SARATOGA SPRINGS, N.Y. -- Although Bet Twice and Alysheba have been in the public eye for months, their most recent battle in the Haskell Invitational at Monmouth Park was a revelation about their talents.

At least it was for The Washington Post's racing columnist, who has been thoroughly wrong about these colts on two counts: Alysheba does not need the diuretic Lasix to do his best. Although he lost the Haskell when trainer Jack Van Berg elected not to treat him with the medication, Alysheba's performance was as good as any in his career. Contrary to the impression a few months ago that the current generation of 3-year-olds is a mediocre group, Bet Twice and Alysheba have disproved that notion. Both are admirable racehorses.

These conclusions from the Haskell have helped set the stage for the Travers Stakes at Saratoga Saturday. The $1 million event won't be clouded by questions about medication. It doesn't rest on any phony hype for overrated horses. It is going to be a genuinely great championship confrontation -- attracting not only Bet Twice and Alysheba but also the highly regarded Java Gold, Temperate Sil, Gulch and Fortunate Moment. Officials here are preparing to handle the largest crowd in Saratoga's history.

This has come to pass because the careers of Bet Twice and Alysheba have developed in a way much different from the usual pattern of Triple Crown runners.
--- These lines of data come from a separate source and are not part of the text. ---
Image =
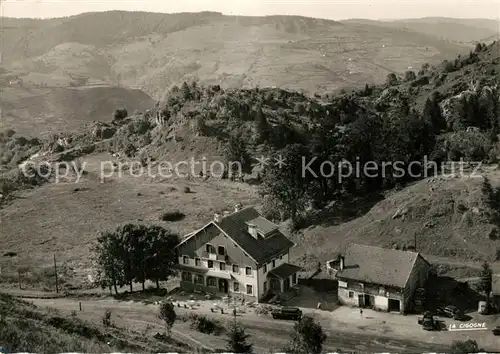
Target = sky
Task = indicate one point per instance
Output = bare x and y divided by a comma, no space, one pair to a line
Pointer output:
331,9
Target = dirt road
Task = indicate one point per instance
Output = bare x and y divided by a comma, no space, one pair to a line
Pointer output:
266,333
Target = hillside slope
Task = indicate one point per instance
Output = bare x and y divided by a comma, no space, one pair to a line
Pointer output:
26,327
154,51
459,31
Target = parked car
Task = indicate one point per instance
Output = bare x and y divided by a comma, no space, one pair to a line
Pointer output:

Three-year-olds usually are drilled so hard before the spring classics and raced so hard in them that they tail off thereafter. Relatively few winners of Triple Crown events go on to show great new dimensions to their talents. Last year, Ferdinand, Snow Chief and Danzig Connection each hit the peak of his career with his classic victory.

So when Alysheba beat Bet Twice in an excruciatingly slow Kentucky Derby, and then won the Preakness in moderate time, I consulted my speed figures and consigned him to the category of forgettable classic winners like Gato Del Sol, Sunny's Halo and Deputed Testamony.

I was unmoved when one of the colleagues I most respect, Steve Davidowitz, argued against my assessment: "There are ways to judge horses besides looking at figures, and one of them is to look at their athleticism. What Alysheba did in the Kentucky Derby {recovering from a near fall at the top of the stretch} was one of the most extraordinary things you'll ever see on a race track. So what if he ran in 2:03?"

It was not until the Haskell Invitational that the athletic virtues of Alysheba and Bet Twice were obvious to the rest of us dunderheads. It was remarkable even that the colts were still fit and sharp after going through the wringer of the Triple Crown series; plenty of 3-year-olds need months of rest by this stage of their campaign.

But what they did in the Haskell was more remarkable still. Bet Twice and Alysheba were facing a formidable rival, Lost Code, who was the only speed horse in the field. Neither of the favorites could afford to let Lost Code get too far in front.

So both Bet Twice and Alysheba were forced to change their customary styles and chase the front-runner. In the vast majority of cases, a horse like Lost Code will have an insuperable advantage when he can control the race in this fashion. But Bet Twice and Alysheba played Lost Code's game and ran him down in the stretch, with Bet Twice winning a three-horse photo in the excellent time of 1:47 for the 1 1/8 miles.

From the standpoint of speed figures, every race these horses have run together -- Derby, Preakness, Belmont, Haskell -- has been faster than the one preceding it. The 3-year-olds are now running at least as well as the country's top older horses (Broad Brush, Waquoit, Ferdinand), which is the acid test of any 3-year-old crop.

While I have revised most of my opinions about Alysheba and Bet Twice, I am still somewhat mystified by the Lasix factor in their rivalry. Van Berg was clearly right that Alysheba didn't need Lasix in the Haskell, but the colt's poor performance without Lasix in the Belmont remains unexplained. Horses of this caliber rarely run bad races for no reason. I can only guess that a horse's form may sometimes decline in its first race without Lasix, and then return to normal thereafter -- assuming the horse isn't a severe bleeder who can't live without it. If Alysheba had used Lasix in the Haskell, maybe he would have been heading for another bad performance in the Travers.

But with the Lasix issue resolved, there is no reason to think that the Travers will be anything but a classic battle. Even those of us who once staunchly refused to join the fan clubs of Bet Twice and Alysheba are now savoring the prospects.